In my experience dealing with accessibility issues at Wichita State, the most important considerations are audience and durability of content. When I’m asked if a particular learning object needs to be made accessible, for example, if a video needs to be captioned, I’ll ask whether anyone in the audience has requested or is receiving accommodations such as captioning. If the answer is no, then I’ll ask whether the video is likely to be reused at a later date. If the answer is no again, then I feel comfortable advising the faculty member they do not need to caption their video. But if the answer to either question is yes, then the video needs to be captioned.
As you consider your own decision tree, it’s important to note what is not on the list above. It is not important whether the content item is required, suggested, or for enrichment.
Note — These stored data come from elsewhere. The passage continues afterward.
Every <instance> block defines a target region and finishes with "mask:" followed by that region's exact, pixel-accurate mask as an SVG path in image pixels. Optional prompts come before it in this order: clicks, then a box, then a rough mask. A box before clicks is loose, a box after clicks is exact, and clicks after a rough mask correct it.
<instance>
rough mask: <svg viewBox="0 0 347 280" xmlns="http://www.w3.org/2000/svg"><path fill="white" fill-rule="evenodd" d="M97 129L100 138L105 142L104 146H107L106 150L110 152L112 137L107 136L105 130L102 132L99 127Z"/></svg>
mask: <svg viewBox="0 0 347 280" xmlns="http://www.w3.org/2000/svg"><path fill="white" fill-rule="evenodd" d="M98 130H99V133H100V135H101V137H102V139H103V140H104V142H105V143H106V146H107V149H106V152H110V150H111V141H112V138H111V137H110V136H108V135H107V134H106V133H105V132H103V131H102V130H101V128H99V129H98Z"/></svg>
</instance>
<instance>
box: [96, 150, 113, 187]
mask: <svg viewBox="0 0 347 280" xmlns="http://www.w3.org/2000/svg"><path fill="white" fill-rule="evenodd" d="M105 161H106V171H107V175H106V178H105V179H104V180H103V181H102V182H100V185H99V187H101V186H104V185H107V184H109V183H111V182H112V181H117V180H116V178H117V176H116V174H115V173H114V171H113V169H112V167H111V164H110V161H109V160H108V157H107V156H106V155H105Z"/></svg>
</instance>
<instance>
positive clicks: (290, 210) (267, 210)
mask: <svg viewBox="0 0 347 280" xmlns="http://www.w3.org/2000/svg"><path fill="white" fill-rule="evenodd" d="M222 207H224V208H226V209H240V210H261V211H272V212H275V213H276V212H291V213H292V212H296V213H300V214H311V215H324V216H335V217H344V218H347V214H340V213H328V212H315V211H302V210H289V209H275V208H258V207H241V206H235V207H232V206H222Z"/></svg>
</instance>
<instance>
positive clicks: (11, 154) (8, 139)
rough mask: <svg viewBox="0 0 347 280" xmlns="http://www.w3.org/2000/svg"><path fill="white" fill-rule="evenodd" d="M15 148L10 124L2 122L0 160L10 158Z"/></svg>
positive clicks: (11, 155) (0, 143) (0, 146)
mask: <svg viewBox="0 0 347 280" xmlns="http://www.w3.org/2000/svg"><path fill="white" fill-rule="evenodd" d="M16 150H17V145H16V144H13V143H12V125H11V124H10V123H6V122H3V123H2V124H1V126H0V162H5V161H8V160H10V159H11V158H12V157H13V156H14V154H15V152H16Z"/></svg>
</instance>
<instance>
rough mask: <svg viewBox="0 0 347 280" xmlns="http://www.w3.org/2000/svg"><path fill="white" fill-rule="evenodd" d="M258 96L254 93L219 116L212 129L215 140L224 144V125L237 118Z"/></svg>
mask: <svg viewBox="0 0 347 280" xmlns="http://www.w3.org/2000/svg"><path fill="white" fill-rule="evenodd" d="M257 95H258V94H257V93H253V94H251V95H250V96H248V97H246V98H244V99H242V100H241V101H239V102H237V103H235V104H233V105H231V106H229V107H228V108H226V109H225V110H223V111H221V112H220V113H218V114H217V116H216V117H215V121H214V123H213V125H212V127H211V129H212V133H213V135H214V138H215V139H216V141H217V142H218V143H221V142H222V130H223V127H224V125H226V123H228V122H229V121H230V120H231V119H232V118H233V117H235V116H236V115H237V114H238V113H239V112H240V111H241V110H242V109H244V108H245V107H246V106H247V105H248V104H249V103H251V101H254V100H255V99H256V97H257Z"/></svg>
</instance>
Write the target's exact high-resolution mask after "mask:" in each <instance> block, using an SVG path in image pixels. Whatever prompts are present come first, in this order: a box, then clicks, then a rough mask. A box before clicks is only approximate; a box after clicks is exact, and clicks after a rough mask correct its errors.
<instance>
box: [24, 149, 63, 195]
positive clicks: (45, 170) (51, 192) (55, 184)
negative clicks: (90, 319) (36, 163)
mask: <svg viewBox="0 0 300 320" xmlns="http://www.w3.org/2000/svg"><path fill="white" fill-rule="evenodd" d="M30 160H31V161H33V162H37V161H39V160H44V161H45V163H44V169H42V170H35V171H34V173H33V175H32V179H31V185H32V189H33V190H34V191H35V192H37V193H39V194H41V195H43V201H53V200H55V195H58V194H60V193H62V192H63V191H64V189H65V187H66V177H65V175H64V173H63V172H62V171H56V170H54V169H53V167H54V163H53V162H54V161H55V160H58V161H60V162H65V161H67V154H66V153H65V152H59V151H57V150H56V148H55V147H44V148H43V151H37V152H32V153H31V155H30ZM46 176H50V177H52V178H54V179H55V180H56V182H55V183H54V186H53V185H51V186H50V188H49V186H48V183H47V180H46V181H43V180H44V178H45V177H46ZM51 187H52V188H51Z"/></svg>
Class content needs to be equally available for all students to use, even if it is optional.
There is much more to be said about the distinctions between accessibility and accommodations, and I believe the definitions I used here will change over time. It is important for all colleges and universities to engage in this conversation so we can maintain academic freedom, integrity, and equity while also protecting our ability to provide educational opportunities for our students within the budget and time constraints we all face.